The word ‘girl’

Sometimes it seems that even the idea of girls and young women is missing from parks and planning. They are not only absent from the big strategic documents about how we build our public realms, there are some really specific places where girls never seem to turn up. And where they probably ought to be mentioned.

Today’s fun example is council play strategies. Once again we have been applying the search function to a whole range of these documents and the word ‘girl’ turns up even less frequently than the word ‘equality’. Mostly, it’s not there at all, not anywhere. It did appear in one, only because the Department of Health had highlighted that low activity levels in girls aged 11-18 were a priority. The strategy noted this, then blithely carried on as if this fact had no relevance to the facilities and ideas they were discussing.

To be fair, a few documents do notice other things about girls. That girls of Asian heritage are under-represented in play areas was mentioned in two documents, although neither of them put forward any ideas for changing this. Lambeth Council did score several uses of the word ‘girl’ because they split all their consultation data by sex. Gold star though goes to Aylesbury Vale, who noticed that girls, simply by dint of being girls, face barriers to play.

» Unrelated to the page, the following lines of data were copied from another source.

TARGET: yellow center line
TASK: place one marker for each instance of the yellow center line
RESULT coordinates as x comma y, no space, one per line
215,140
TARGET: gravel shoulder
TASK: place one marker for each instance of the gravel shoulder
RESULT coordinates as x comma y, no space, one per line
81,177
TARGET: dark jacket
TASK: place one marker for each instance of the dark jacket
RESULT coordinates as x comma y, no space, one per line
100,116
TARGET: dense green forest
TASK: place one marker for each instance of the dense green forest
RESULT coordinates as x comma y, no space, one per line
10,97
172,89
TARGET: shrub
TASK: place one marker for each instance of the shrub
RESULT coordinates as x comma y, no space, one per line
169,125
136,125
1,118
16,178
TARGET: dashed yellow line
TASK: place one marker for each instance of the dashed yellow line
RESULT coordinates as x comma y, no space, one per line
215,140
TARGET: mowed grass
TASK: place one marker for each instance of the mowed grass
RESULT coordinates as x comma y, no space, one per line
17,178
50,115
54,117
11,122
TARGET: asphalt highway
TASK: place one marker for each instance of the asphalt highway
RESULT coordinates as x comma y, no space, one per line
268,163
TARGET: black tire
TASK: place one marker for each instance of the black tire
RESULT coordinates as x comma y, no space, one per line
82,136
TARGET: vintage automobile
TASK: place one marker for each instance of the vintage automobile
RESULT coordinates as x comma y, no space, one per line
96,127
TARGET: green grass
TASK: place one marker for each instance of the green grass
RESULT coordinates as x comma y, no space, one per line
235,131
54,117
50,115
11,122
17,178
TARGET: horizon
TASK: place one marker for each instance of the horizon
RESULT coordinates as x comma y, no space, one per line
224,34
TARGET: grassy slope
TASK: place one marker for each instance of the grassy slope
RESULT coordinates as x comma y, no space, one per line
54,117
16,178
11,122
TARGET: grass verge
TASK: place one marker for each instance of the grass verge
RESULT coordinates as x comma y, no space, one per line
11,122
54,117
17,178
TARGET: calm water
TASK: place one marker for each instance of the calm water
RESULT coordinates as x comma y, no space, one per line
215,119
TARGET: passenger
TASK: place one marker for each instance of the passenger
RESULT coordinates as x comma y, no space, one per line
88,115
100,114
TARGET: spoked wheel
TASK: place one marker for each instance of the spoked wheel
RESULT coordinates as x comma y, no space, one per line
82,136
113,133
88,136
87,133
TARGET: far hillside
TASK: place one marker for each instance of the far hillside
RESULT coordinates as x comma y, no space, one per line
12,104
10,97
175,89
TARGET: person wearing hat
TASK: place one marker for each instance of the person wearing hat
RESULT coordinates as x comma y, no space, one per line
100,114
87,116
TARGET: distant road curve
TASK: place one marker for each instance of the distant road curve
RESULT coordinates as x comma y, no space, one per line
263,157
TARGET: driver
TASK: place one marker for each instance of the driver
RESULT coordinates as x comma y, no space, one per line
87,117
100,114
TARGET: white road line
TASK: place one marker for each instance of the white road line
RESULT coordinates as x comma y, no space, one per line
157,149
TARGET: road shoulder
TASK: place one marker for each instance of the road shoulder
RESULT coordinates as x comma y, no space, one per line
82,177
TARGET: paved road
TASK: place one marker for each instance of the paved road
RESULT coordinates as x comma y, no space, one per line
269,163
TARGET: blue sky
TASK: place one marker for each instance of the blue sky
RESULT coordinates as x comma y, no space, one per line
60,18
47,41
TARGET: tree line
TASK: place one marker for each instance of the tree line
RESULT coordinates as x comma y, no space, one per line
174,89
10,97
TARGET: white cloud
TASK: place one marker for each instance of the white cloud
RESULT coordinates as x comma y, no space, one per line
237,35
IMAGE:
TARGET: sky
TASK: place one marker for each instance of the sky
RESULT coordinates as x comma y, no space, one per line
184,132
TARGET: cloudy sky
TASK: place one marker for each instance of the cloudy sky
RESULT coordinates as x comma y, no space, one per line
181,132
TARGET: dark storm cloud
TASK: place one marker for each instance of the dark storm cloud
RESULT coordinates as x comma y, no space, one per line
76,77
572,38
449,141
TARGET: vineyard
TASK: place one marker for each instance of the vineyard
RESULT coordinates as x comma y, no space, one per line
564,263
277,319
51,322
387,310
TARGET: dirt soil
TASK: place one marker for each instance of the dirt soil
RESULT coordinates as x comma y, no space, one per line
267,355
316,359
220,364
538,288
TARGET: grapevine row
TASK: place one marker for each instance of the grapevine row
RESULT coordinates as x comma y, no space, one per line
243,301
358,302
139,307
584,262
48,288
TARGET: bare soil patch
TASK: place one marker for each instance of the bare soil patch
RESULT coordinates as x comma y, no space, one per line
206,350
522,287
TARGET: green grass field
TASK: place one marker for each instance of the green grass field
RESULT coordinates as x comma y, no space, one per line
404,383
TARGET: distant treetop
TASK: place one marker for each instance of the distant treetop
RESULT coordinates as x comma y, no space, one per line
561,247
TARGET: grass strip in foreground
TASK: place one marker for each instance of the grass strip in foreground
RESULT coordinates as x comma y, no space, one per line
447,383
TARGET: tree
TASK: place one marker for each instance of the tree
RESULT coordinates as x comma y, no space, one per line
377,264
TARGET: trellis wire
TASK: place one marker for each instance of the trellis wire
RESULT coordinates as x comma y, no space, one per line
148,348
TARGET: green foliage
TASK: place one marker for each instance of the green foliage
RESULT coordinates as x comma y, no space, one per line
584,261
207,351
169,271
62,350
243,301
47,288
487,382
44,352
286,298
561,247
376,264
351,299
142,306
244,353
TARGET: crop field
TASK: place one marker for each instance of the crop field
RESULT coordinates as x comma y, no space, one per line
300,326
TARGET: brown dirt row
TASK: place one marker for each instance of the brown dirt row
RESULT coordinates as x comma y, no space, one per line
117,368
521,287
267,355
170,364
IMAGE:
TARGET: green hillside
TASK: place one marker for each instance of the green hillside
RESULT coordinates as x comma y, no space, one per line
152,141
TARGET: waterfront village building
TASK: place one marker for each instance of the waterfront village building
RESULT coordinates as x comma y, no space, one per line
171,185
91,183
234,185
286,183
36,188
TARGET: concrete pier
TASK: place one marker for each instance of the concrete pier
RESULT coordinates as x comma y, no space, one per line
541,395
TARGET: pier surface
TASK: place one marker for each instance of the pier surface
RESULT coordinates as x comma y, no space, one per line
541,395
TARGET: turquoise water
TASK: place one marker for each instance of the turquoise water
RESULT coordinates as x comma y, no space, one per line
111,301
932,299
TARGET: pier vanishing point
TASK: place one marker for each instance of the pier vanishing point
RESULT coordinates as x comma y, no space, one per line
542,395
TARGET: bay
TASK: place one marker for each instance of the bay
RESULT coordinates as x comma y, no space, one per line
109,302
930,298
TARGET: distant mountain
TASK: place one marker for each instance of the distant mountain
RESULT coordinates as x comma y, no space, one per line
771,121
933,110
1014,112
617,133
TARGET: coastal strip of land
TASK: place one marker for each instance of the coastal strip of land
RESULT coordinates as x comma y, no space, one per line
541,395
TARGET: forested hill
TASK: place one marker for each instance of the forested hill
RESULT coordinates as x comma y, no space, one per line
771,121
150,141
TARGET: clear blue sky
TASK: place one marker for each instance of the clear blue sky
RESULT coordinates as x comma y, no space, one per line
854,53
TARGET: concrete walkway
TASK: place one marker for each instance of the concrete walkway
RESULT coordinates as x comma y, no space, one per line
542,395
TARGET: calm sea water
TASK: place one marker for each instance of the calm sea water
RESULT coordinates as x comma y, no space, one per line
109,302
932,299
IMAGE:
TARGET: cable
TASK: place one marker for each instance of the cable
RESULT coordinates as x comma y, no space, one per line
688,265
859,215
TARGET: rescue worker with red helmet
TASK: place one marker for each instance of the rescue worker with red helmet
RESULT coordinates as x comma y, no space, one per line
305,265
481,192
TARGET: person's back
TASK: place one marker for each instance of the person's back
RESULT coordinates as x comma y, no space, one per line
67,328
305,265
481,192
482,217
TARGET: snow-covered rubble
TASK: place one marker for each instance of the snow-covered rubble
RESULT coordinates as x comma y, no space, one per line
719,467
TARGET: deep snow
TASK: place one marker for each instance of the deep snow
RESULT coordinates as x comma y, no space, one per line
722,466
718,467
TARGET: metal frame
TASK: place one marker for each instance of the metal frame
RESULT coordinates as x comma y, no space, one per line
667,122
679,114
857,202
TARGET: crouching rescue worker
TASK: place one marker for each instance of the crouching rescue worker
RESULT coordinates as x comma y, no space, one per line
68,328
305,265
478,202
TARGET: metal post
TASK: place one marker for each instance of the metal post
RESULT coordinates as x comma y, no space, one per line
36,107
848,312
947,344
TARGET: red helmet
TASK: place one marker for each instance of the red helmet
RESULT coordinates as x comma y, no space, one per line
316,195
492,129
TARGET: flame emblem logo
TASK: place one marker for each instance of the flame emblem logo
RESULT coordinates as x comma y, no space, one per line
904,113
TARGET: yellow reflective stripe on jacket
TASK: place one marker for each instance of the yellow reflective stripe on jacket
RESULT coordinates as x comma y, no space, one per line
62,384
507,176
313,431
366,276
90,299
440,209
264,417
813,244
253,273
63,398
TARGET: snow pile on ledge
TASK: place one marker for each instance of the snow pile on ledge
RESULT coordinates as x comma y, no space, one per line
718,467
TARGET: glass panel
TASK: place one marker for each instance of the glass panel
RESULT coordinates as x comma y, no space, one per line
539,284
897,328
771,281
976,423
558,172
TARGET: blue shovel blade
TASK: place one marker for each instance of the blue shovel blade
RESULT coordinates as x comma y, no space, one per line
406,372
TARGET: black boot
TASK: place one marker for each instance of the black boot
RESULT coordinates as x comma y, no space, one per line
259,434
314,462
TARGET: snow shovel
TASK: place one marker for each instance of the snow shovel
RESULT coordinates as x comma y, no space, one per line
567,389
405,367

One word which did appear more often than ‘girl’ was ‘skate park’. Play strategies may not know what girls are but they are certain what teenagers like and what should be provided for them. And that’s our old friends, the skate park, the Multi Use Games Area, the basketball pitch and BMX track. And we know that (whether or not girls want to skate or play ball) girls don’t get much of a look-in on any of these.

Here’s the play strategy from one large town/small city as an example. I’ll let them be anonymous because I always like to leave room for redemption, and who knows maybe they’ll email us and ask for advice one day.

The council who wrote this are very pleased because they have realised that teenagers have different play needs to younger children. So pleased that they have revised their entire play strategy to take this revelation into account.

And this is the result:

For the purposes of this assessment, provision for young people is taken to include the following types of provision: 

– multi-use games areas (MUGAs);
– skateparks;
– basketball courts;
– youth shelters;
– informal kickabout areas; and
– BMX tracks. 

At least the girls can stay dry in the shelters while they watch the boys use everything else.

Bear in mind, this is – genuinely – a good play strategy because it does acknowledge that teenagers need places to play. Others just lump the skate parks and MUGAs in with the swings and roundabouts. It’s enough to make a sensible person lay their head down on the desk in despair.

I wish there was a lovely neat conclusion here about how things could easily be made more equal. But there isn’t. We have laws about this, but we’ve had them for decades and they don’t seem to be having any impact when it comes to park provision. Most councils, however inclusive and well-meaning don’t even know that this is a problem.

But I do have a suggestion about how me might begin. Perhaps everyone who read this blog could go and find their local play strategy and play the word search game with it. No girls in there? Why not tell the council there is something missing. Send them our research document. We’re more than happy to talk to them too. And perhaps, slowly, we can chip away at what else is missing if we start with the words.